The fictional podcast Tanis mentions the phenomenon, even interviewing a character who has been DNA-matched to a foot discovered on the beach, though he still has both feet. it is implied the mysterious area of Tanis may be responsible.

The 2020 novel Crooked River by Douglas Preston and Lincoln Child begins with severed feet found on a beach inspired by this event.

The episode "The Feet on the Beach" of the American crime-procedural comedy-drama Bones aired April 7, 2011, where eight pairs of detached feet were discovered on the U.S.-Canada border.
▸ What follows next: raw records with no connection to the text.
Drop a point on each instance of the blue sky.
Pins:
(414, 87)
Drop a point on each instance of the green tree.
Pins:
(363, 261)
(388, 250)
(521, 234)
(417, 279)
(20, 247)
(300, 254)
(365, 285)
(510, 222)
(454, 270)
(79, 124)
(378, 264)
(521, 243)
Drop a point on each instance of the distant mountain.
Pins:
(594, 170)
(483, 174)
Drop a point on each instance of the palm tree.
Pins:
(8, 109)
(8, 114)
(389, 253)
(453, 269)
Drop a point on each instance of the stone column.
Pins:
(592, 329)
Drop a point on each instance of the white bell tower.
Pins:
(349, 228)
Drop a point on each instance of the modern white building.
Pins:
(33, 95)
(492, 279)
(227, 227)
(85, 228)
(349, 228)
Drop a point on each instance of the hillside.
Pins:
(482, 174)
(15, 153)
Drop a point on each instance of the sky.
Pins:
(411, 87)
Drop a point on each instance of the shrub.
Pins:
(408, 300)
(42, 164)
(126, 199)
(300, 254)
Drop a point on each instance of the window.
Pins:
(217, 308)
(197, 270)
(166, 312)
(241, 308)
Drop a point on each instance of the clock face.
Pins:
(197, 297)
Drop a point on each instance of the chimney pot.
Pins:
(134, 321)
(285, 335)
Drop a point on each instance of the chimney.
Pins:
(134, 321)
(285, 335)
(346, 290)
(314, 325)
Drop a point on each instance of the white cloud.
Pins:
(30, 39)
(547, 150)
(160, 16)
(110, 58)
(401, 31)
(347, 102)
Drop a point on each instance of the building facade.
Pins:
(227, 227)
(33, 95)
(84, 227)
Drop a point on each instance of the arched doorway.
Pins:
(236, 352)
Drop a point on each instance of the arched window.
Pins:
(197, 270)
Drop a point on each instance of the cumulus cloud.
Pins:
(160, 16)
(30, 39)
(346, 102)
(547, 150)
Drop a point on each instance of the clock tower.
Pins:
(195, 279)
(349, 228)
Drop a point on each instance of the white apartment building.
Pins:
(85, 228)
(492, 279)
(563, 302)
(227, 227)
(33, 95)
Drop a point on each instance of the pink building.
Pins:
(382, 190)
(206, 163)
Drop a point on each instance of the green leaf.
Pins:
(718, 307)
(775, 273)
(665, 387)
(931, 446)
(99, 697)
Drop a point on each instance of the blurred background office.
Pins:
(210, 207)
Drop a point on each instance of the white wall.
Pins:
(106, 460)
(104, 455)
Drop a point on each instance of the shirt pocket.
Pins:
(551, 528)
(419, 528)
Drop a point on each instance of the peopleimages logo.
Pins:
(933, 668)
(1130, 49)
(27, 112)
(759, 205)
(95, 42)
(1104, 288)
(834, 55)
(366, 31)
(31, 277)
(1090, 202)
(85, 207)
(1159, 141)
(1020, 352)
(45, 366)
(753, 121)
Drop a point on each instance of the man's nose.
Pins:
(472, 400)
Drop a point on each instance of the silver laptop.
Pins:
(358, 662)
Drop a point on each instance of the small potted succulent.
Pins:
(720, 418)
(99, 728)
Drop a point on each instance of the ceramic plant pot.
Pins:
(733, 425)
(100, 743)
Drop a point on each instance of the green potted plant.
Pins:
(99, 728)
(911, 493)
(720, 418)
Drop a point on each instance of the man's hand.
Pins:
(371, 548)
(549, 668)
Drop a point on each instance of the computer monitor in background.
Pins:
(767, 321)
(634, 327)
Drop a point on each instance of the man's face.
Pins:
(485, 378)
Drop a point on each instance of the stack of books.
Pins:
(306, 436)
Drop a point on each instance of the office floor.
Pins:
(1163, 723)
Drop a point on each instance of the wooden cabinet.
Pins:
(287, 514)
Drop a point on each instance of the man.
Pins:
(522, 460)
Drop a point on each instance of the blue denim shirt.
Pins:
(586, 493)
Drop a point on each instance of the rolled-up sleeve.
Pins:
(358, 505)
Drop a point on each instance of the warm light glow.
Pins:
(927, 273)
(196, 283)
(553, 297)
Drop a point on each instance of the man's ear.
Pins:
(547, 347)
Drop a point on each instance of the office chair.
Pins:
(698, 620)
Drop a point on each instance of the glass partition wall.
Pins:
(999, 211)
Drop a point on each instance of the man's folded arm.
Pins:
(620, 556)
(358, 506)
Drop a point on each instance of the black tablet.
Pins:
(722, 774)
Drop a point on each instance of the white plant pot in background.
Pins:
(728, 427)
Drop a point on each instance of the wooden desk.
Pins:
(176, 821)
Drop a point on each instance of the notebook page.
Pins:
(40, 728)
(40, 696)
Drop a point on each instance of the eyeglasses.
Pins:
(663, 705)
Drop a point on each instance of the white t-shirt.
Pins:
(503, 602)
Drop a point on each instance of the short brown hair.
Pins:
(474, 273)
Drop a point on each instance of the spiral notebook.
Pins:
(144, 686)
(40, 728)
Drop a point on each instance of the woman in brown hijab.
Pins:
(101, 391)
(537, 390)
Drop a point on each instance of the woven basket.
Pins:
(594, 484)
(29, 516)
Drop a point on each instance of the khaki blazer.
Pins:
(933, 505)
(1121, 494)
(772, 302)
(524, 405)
The February 24, 2015 episode of the TV series Rizzoli & Isles called "Foot Loose" about various body parts washing up near Boston, showed a map of the Salish Sea area foot discoveries as part of their establishing act.

Popular podcast Stuff You Should Know (also known as SYSK) had an episode about the disembodied feet specifically in British Columbia. It was released June 14, 2016.

In the third episode of Netflix's Dead Boy Detectives, one of the ghosts brings up the phenomenon as a case for the main cast.